Fin juin et la transbaie (coucou Elise). Bon, pas de prépa spécifique là-dessus. Il s’agit juste d’une course un peu folle, en mode plaisir. Par contre se profile au début de mes vacances d’été (près d’Embrun) un trail de 49km et 2600 D+ à Montgenèvre. Parmi les plus gros sur lesquels je me suis aligné. Aussi, je commence à faire quelques séances de côte (escaliers, terrils…). C’est tard pour s’y mettre, mais c’est compliqué de tout travailler en même temps. J’avance par petite touche dans chaque discipline. De toute façon, je ne vise que le statut de finisher.
Le trail se passe bien, dans des paysages de montagne superbes. La récupération également, puisque je reprends les activités physiques dès le lendemain. Notamment une série de sorties longues de natation matinale dans le lac, sur fond de lever du soleil…
Ce trail s’étant bien passé, je décide de m’inscrire à l’EmbrunTrail (25km, 1200D+) le dimanche qui suit. Je ne sais pas quand exactement a germé l’idée de participer à l’Embrunman, mais cela faisait 1 semaine que j’étais plongé dans un environnement propice : vacances et entrainements dans la région, discussions avec des locaux… et 2 copains de club et de boulot (Jérôme et Marc) qui y étaient déjà inscrits. Bref, j’ai passé la durée du trail à gamberger sur mon inscription. Qui plus est l’arrivée se faisait au bord du lac, là où serait installé le parc à vélos. Je me donnais encore quelques jours de réflexion, le temps de tester les parcours vélo et course à pied, et de me rassurer sur la natation.

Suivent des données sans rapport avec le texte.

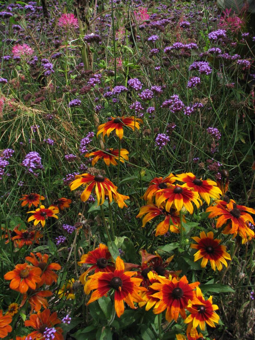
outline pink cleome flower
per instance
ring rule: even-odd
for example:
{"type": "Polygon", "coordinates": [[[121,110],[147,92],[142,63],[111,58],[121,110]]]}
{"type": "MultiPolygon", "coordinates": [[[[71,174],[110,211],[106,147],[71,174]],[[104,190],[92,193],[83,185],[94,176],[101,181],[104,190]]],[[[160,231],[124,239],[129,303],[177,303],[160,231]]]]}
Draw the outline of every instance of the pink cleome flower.
{"type": "Polygon", "coordinates": [[[71,13],[64,13],[58,19],[58,24],[62,27],[73,26],[78,27],[78,19],[71,13]]]}
{"type": "Polygon", "coordinates": [[[12,52],[14,56],[21,57],[21,55],[31,55],[34,53],[34,50],[27,44],[23,44],[23,45],[18,44],[13,46],[12,52]]]}

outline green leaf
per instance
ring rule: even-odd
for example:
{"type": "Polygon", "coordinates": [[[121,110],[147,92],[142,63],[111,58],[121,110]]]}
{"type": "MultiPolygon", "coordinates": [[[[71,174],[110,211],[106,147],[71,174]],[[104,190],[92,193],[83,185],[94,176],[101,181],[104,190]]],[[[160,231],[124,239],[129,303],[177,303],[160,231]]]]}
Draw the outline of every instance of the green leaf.
{"type": "Polygon", "coordinates": [[[220,283],[200,285],[199,286],[203,293],[212,292],[213,293],[234,293],[235,291],[231,287],[220,283]]]}

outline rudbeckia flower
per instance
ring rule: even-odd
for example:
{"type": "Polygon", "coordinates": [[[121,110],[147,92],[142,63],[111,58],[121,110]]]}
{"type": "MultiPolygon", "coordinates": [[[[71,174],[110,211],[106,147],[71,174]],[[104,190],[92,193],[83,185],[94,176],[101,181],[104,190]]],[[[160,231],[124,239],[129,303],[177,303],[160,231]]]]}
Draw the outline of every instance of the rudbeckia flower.
{"type": "Polygon", "coordinates": [[[36,314],[30,315],[29,320],[25,321],[25,326],[26,327],[32,327],[35,330],[30,333],[27,336],[28,339],[31,337],[32,340],[45,340],[44,333],[46,328],[51,329],[54,327],[56,330],[54,334],[54,340],[63,340],[62,335],[63,330],[60,327],[55,327],[55,325],[61,323],[61,321],[57,318],[56,312],[51,314],[49,309],[45,309],[42,312],[38,312],[36,314]]]}
{"type": "MultiPolygon", "coordinates": [[[[164,235],[169,230],[172,233],[180,233],[179,227],[181,225],[179,213],[174,209],[171,209],[170,211],[167,211],[165,208],[158,208],[155,204],[150,204],[143,205],[140,208],[139,213],[136,217],[140,218],[143,215],[145,216],[142,219],[142,227],[153,218],[157,216],[163,215],[165,216],[164,221],[159,223],[156,228],[155,236],[164,235]]],[[[184,216],[182,220],[185,222],[184,216]]]]}
{"type": "Polygon", "coordinates": [[[173,320],[177,321],[179,314],[183,319],[186,319],[185,309],[187,308],[189,300],[194,300],[199,303],[193,290],[199,283],[189,284],[186,276],[183,276],[178,281],[175,277],[172,279],[171,275],[168,279],[158,275],[156,275],[156,277],[160,283],[153,283],[150,288],[159,291],[152,296],[157,298],[160,302],[153,309],[153,312],[158,314],[166,309],[166,319],[169,322],[173,320]]]}
{"type": "Polygon", "coordinates": [[[21,293],[26,293],[29,287],[35,289],[37,283],[41,280],[41,271],[39,268],[29,266],[27,263],[17,265],[15,269],[4,275],[5,280],[11,280],[11,289],[17,290],[21,293]]]}
{"type": "Polygon", "coordinates": [[[33,253],[30,253],[31,256],[26,256],[25,258],[27,261],[31,262],[35,267],[39,268],[42,271],[41,275],[41,280],[39,283],[39,286],[42,286],[44,284],[50,286],[53,282],[56,282],[58,277],[53,270],[59,270],[61,269],[61,266],[57,263],[49,262],[49,255],[47,254],[42,255],[40,253],[36,253],[36,256],[39,258],[39,260],[36,258],[35,255],[33,253]]]}
{"type": "Polygon", "coordinates": [[[31,221],[35,220],[34,222],[34,225],[36,225],[40,222],[41,224],[44,227],[45,225],[45,220],[48,217],[55,217],[55,218],[58,219],[58,218],[56,214],[58,214],[59,210],[58,209],[56,210],[54,209],[54,207],[50,207],[48,208],[46,208],[44,205],[40,206],[40,208],[38,208],[36,209],[35,210],[33,210],[31,211],[28,211],[27,214],[30,214],[34,213],[34,215],[29,217],[28,222],[30,222],[31,221]]]}
{"type": "Polygon", "coordinates": [[[108,166],[110,166],[110,164],[113,165],[117,165],[118,163],[116,160],[118,160],[122,163],[124,163],[125,160],[129,160],[129,152],[126,149],[121,149],[120,152],[120,157],[119,157],[119,149],[114,150],[113,149],[106,149],[105,151],[98,150],[94,152],[90,152],[86,154],[85,157],[91,157],[94,156],[94,157],[92,160],[91,164],[92,166],[94,166],[96,163],[100,158],[102,158],[105,164],[108,166]]]}
{"type": "Polygon", "coordinates": [[[158,207],[160,206],[163,202],[166,201],[166,209],[168,211],[170,211],[172,206],[177,211],[180,211],[184,207],[190,214],[192,214],[193,208],[191,202],[193,202],[198,209],[202,204],[198,193],[183,185],[172,184],[171,187],[161,189],[157,192],[161,193],[161,194],[156,200],[156,204],[158,207]]]}
{"type": "Polygon", "coordinates": [[[132,277],[135,275],[135,272],[124,272],[124,263],[119,256],[116,259],[116,267],[113,272],[98,272],[89,276],[90,279],[87,281],[85,290],[89,292],[96,290],[92,293],[87,303],[88,305],[105,295],[110,290],[114,289],[115,309],[120,318],[124,312],[124,302],[131,308],[135,309],[134,302],[143,301],[138,292],[147,290],[139,286],[141,279],[132,277]]]}
{"type": "Polygon", "coordinates": [[[183,187],[193,189],[208,205],[210,198],[219,199],[220,195],[222,194],[220,189],[216,186],[216,182],[210,180],[203,181],[201,178],[197,178],[192,172],[176,175],[174,178],[182,182],[185,182],[183,187]]]}
{"type": "Polygon", "coordinates": [[[200,236],[200,238],[191,238],[198,243],[198,244],[192,243],[190,245],[191,248],[198,251],[194,254],[194,261],[196,262],[203,258],[201,267],[204,268],[209,260],[211,268],[215,271],[216,270],[216,267],[219,270],[222,269],[222,265],[221,262],[227,267],[227,264],[225,259],[231,260],[231,258],[229,254],[226,252],[226,246],[220,245],[220,240],[214,239],[213,232],[209,232],[207,235],[204,232],[201,232],[200,236]]]}
{"type": "Polygon", "coordinates": [[[254,232],[248,226],[249,222],[253,224],[254,222],[247,212],[255,214],[254,209],[237,204],[233,200],[231,200],[228,204],[224,201],[219,200],[215,205],[208,207],[206,211],[210,213],[208,216],[209,218],[218,217],[216,228],[220,228],[224,224],[227,225],[222,231],[223,234],[233,234],[233,237],[235,237],[238,234],[242,238],[242,243],[254,237],[254,232]]]}
{"type": "Polygon", "coordinates": [[[204,330],[205,323],[210,327],[215,327],[214,323],[218,323],[220,320],[220,317],[215,311],[218,309],[219,307],[217,305],[213,304],[212,296],[206,301],[198,287],[196,289],[196,296],[199,303],[194,304],[190,301],[187,307],[187,310],[191,313],[184,320],[184,323],[189,324],[187,334],[199,325],[200,329],[204,330]]]}
{"type": "Polygon", "coordinates": [[[45,198],[38,193],[30,193],[28,195],[23,195],[23,197],[19,199],[20,201],[22,201],[21,206],[24,207],[28,204],[29,208],[31,208],[32,204],[35,207],[38,207],[40,201],[45,200],[45,198]]]}
{"type": "Polygon", "coordinates": [[[139,118],[135,119],[134,116],[131,117],[111,117],[112,120],[104,124],[99,125],[98,128],[97,134],[97,137],[99,135],[103,133],[103,139],[104,140],[104,136],[107,135],[108,137],[111,133],[114,130],[116,130],[116,134],[120,139],[123,137],[123,126],[126,126],[130,128],[133,131],[135,131],[135,128],[139,130],[140,129],[139,123],[142,124],[143,122],[141,119],[139,118]]]}

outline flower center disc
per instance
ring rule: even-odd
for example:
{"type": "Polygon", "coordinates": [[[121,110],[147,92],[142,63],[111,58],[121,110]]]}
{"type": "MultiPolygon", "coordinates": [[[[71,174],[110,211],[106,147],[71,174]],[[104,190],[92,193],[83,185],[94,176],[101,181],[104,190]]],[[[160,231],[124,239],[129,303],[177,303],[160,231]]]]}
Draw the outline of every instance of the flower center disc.
{"type": "Polygon", "coordinates": [[[111,280],[110,285],[115,289],[118,289],[119,287],[122,287],[122,280],[118,276],[115,276],[111,280]]]}
{"type": "Polygon", "coordinates": [[[105,268],[108,264],[107,260],[104,257],[100,257],[97,260],[97,266],[99,268],[105,268]]]}
{"type": "Polygon", "coordinates": [[[183,291],[181,288],[175,288],[172,292],[173,299],[179,299],[183,296],[183,291]]]}

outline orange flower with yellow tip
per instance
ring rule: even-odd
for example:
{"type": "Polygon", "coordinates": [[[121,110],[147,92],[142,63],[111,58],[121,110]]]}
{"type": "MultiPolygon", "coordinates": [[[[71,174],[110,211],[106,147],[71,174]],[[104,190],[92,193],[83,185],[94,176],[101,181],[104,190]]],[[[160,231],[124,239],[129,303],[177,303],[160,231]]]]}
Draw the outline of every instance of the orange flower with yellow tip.
{"type": "Polygon", "coordinates": [[[112,120],[104,124],[99,125],[98,128],[97,137],[99,135],[103,133],[103,139],[104,140],[104,136],[106,135],[108,137],[111,133],[114,130],[116,131],[116,134],[120,139],[123,137],[123,127],[128,126],[133,131],[136,129],[139,130],[140,129],[140,123],[142,124],[143,122],[141,119],[136,118],[133,116],[131,117],[111,117],[112,120]]]}
{"type": "Polygon", "coordinates": [[[54,217],[58,219],[58,217],[55,215],[59,213],[59,210],[55,209],[54,207],[50,207],[46,208],[44,205],[41,205],[40,208],[36,209],[35,210],[28,211],[27,214],[33,214],[28,220],[28,222],[35,220],[34,225],[37,225],[38,223],[40,223],[43,227],[45,225],[45,220],[48,217],[54,217]]]}
{"type": "MultiPolygon", "coordinates": [[[[160,189],[165,189],[168,187],[168,184],[171,184],[175,181],[174,176],[170,173],[167,177],[155,177],[149,183],[149,186],[143,195],[144,201],[147,203],[152,203],[153,198],[156,193],[160,189]]],[[[168,185],[169,186],[169,185],[168,185]]]]}
{"type": "Polygon", "coordinates": [[[172,206],[177,211],[180,211],[184,207],[190,214],[192,214],[193,208],[191,202],[194,203],[198,209],[202,204],[198,193],[183,185],[172,184],[170,187],[167,189],[159,190],[157,193],[159,192],[161,194],[156,199],[156,204],[159,207],[166,201],[166,209],[168,211],[170,211],[172,206]]]}
{"type": "Polygon", "coordinates": [[[45,197],[39,194],[30,193],[28,195],[23,195],[22,197],[19,199],[19,200],[23,201],[21,202],[22,207],[28,204],[29,208],[31,208],[32,204],[35,207],[38,207],[40,201],[45,199],[45,197]]]}
{"type": "Polygon", "coordinates": [[[216,228],[226,225],[222,231],[223,234],[233,234],[233,237],[238,234],[242,238],[242,243],[254,237],[254,232],[249,227],[249,222],[254,224],[254,222],[248,213],[255,214],[254,209],[237,204],[232,200],[228,203],[219,200],[215,205],[208,207],[206,211],[210,213],[209,218],[218,218],[216,228]]]}
{"type": "Polygon", "coordinates": [[[195,262],[203,258],[201,267],[204,268],[209,260],[211,268],[215,271],[216,267],[219,270],[222,269],[221,263],[227,267],[227,264],[225,259],[231,260],[230,255],[226,252],[226,246],[220,245],[220,240],[214,239],[214,233],[209,232],[206,234],[204,232],[200,233],[200,238],[192,237],[197,244],[192,243],[190,248],[198,250],[194,255],[195,262]]]}
{"type": "Polygon", "coordinates": [[[90,279],[87,281],[84,289],[88,292],[96,290],[87,305],[101,298],[109,290],[114,290],[114,306],[116,313],[120,318],[124,312],[124,302],[131,308],[135,309],[134,302],[143,301],[138,293],[147,290],[139,287],[142,279],[132,277],[135,275],[135,272],[124,271],[124,263],[119,256],[116,259],[116,268],[113,272],[99,272],[89,276],[90,279]]]}
{"type": "Polygon", "coordinates": [[[27,263],[16,265],[15,269],[6,273],[4,276],[5,280],[11,280],[11,289],[17,290],[21,293],[26,293],[29,288],[35,289],[36,284],[41,280],[41,271],[39,268],[29,266],[27,263]]]}
{"type": "Polygon", "coordinates": [[[150,287],[154,290],[159,291],[152,296],[160,301],[153,309],[153,312],[159,314],[166,309],[166,319],[169,322],[173,320],[177,321],[180,314],[183,319],[186,319],[185,309],[189,301],[199,303],[193,290],[199,283],[189,284],[186,276],[178,280],[175,277],[172,279],[171,275],[168,279],[157,275],[156,277],[160,283],[153,283],[150,287]]]}
{"type": "Polygon", "coordinates": [[[213,296],[210,296],[206,300],[203,296],[201,290],[198,287],[196,290],[196,296],[199,303],[194,303],[189,301],[187,309],[191,314],[184,320],[185,323],[188,323],[187,329],[189,334],[191,329],[194,329],[199,325],[202,330],[204,330],[205,323],[210,327],[215,327],[215,322],[219,323],[220,317],[215,311],[219,309],[217,305],[213,304],[213,296]]]}
{"type": "Polygon", "coordinates": [[[208,205],[211,198],[219,199],[220,195],[222,194],[221,190],[216,186],[216,182],[210,180],[204,181],[202,178],[197,178],[192,172],[176,175],[176,177],[174,178],[181,182],[185,182],[183,187],[193,189],[208,205]]]}
{"type": "MultiPolygon", "coordinates": [[[[142,226],[143,227],[147,222],[157,216],[160,215],[165,216],[164,221],[160,222],[157,226],[155,236],[164,235],[169,230],[172,233],[178,233],[180,232],[179,229],[181,225],[180,214],[174,209],[171,209],[170,211],[168,211],[165,208],[158,208],[155,204],[147,204],[141,207],[136,217],[140,218],[143,215],[145,216],[142,219],[142,226]]],[[[182,220],[184,222],[186,222],[184,216],[183,216],[182,220]]]]}
{"type": "Polygon", "coordinates": [[[121,149],[120,151],[119,157],[118,149],[114,150],[113,149],[106,149],[105,151],[98,150],[94,152],[87,153],[85,155],[85,157],[94,156],[91,162],[92,166],[94,166],[101,158],[102,158],[106,165],[109,167],[110,164],[113,165],[117,165],[118,163],[116,162],[116,160],[119,159],[120,161],[122,163],[124,163],[125,160],[128,160],[129,153],[126,149],[121,149]]]}

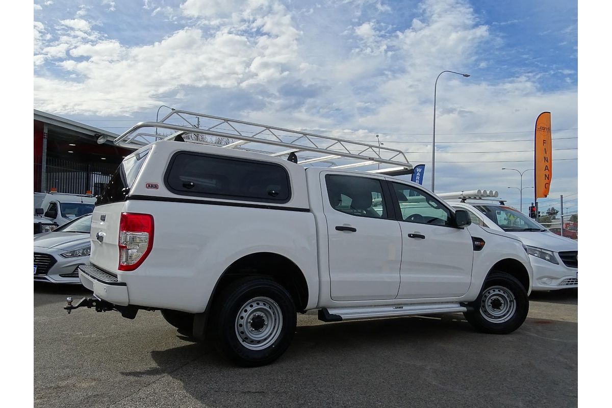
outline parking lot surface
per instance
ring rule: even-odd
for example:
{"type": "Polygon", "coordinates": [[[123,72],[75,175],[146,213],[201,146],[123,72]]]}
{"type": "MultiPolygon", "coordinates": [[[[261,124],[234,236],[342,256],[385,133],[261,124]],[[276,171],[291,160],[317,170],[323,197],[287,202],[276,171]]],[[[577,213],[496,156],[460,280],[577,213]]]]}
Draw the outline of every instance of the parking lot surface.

Le test du parcours vélo fut… compliqué. Effectué un jour de canicule, j’ai souffert de la chaleur et de la déshydratation au point d’en être malade. Mais qu’importe, j’avais déjà pris la décision (en fait avant même de tester le parcours). Une chose était sûre : cela allait être compliqué, et j’allais être limite sur les barrières horaires. Je n’avais pas eu cette préoccupation à Nice, mais le niveau est tout autre…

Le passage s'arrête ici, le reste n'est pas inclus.